Saturday, September 17, 2016

On Trump - and the media's responsibility

"We should be guard dogs, not lap dogs, and when the public sees Trump as more honest than Clinton, something has gone wrong. For my part, I’ve never met a national politician as ill informed, as deceptive, as evasive and as vacuous as Trump. He’s not normal. And somehow that is what our barks need to convey."
Nicholas Kristof
I don't often comment on politics, as it's a minefield with limited upside and limitless downside. But as the presidential campaign circus to Canada's south becomes more circus-like by the day, and as Donald Trump continues to paint the media - my profession, my landscape - as sharp-toothed villains solely responsible for his tarnished brand, I feel the need to raise my own volume a bit. If only to reflect my own responsibility to not remain silent in the face of conscious efforts to twist the public truth.

That this has gone as far as it has is a reflection of an entire country's gullibility to the kind of hucksterism I once thought was limited to old episodes of The Simpsons (monorail!) That there are enough idiots in the American electorate to turn this into a remotely close race makes me fear not for what happens the day after the election, but every day thereafter for a country whose collective intelligence isn't what we thought it was.

For the agenda of the country that brought us moon missions and science-fiction medical advancements to be hijacked by rubes and baskets of deplorables who vote with all the insight of a drunk armadillo is beyond tragic. Long after Donald Trump either wins or loses, America will still be filled with a lot more toxic, ill-informed thinking and barely-capable thinkers than I ever thought possible.

If ever there was a time for the media to consolidate its strengths for the very future of the society it covers - and for us to defend its integrity in the face of the rising political-moronic wave that threatens to erode its legitimacy - now is it.

3 comments:

Tabor said...

Conservatives always call the media liberal...and they should be as that fits the definition to always question and investigate. Most far right conservatives feel their opinion is all that matters and compromise is a sin. This candidate doesn't really fit anywhere, but the media's job is the portray the truth from both sides and the lies.

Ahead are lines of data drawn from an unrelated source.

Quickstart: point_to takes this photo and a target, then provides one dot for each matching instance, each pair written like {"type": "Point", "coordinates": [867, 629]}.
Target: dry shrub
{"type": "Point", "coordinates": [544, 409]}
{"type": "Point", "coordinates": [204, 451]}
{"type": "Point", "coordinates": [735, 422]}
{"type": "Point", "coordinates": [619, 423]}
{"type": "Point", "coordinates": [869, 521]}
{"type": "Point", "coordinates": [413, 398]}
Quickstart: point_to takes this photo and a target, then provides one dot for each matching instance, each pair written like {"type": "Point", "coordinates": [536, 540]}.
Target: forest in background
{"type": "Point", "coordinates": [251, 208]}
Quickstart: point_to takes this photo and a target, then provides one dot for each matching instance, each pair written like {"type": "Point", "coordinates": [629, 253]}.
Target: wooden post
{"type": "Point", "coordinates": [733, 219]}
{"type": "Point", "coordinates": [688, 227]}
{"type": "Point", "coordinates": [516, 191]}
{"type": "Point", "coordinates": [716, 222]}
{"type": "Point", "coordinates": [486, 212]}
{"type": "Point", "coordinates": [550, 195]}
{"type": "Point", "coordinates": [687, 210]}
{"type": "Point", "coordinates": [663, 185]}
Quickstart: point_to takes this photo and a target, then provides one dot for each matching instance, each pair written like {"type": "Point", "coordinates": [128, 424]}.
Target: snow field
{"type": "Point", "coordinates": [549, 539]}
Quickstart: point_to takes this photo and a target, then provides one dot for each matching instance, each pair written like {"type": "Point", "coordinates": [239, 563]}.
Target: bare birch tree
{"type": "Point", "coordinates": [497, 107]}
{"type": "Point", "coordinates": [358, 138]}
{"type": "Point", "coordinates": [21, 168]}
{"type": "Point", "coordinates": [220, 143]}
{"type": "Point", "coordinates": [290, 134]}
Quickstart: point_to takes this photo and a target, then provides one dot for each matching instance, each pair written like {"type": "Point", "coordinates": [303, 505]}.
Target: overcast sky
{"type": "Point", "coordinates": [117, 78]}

Kalei's Best Friend said...

For the most part I totally agree w/Tabor... but, I will never understand, why the media constantly reiterates Clinton's pneumonia.. Enough already!... it follows suit w/any news that is frontline... the constant reminding, is obnoxious.. When it comes to Trump, I have no patience w/illogical comments that he has spewed, when he appears, I turn the tv off.

21 Wits said...

As far as I'm concerned, and the majority of the intelligent/common sense folk, (which thankfully there are many, and I'm hoping they all show it in their votes) how Trump ever became a candidate paints a very sorry story for us. Thank you Carmi for this post.